While the supermarkets that anchor necessity-based shopping centers across the U.S. are open and setting sales records, tenants such as restaurants and fitness clubs are closed and constructing survival plans.

Bill Collins, the executive VP of construction for Franworth, a franchise-focused growth equity firm with fitness and beauty clients such as Title Boxing Club and The Lash Lounge, admitted he was presented with some surprises when the shutdown occurred.

“Like a lot of people, I figured we had force majeure clauses in our leases and that we’d be covered by insurance. Then I found out that we weren’t covered for not being able to pay rent due to an act of God,” Collins said.

Very quickly, he and his staff assembled all the contractual facts associated with leases and government relief programs and set up programs to assist franchisees during the crisis.

The biggest mistake being made by shutdown tenants, Collins realized, was focusing on plans to ensure they’d be back in business in the fourth quarter. 

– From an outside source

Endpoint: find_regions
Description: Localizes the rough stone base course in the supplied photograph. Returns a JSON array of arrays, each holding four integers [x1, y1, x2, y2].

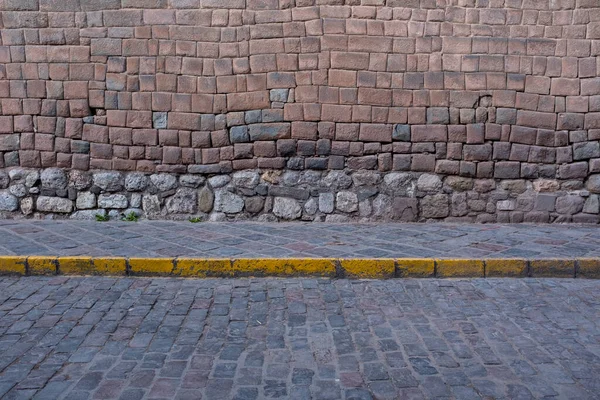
[[0, 167, 600, 223]]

“Where tenants can make a big mistake is negotiating with a landlord to try to solve a future problem. We told these franchisees, ‘Instead of trying to figure out what the next six months are going to look like, buy yourself 30 or 60 days,’” Collins said.

That’s especially the case with the COVID-19 situation, for which there is no history available on which to construct a plan.

“Neither the tenant nor the landlord knows what’s going to happen a few months down the road, so the first thing to do is stabilize the bleeding of cash.  When new problems or conditions arise, we can deal with those then,” Collins told franchisees.

Franworth presented a survival plan to its portfolio brands called “The Three C’s”: Communication, cash conservation, and compassion.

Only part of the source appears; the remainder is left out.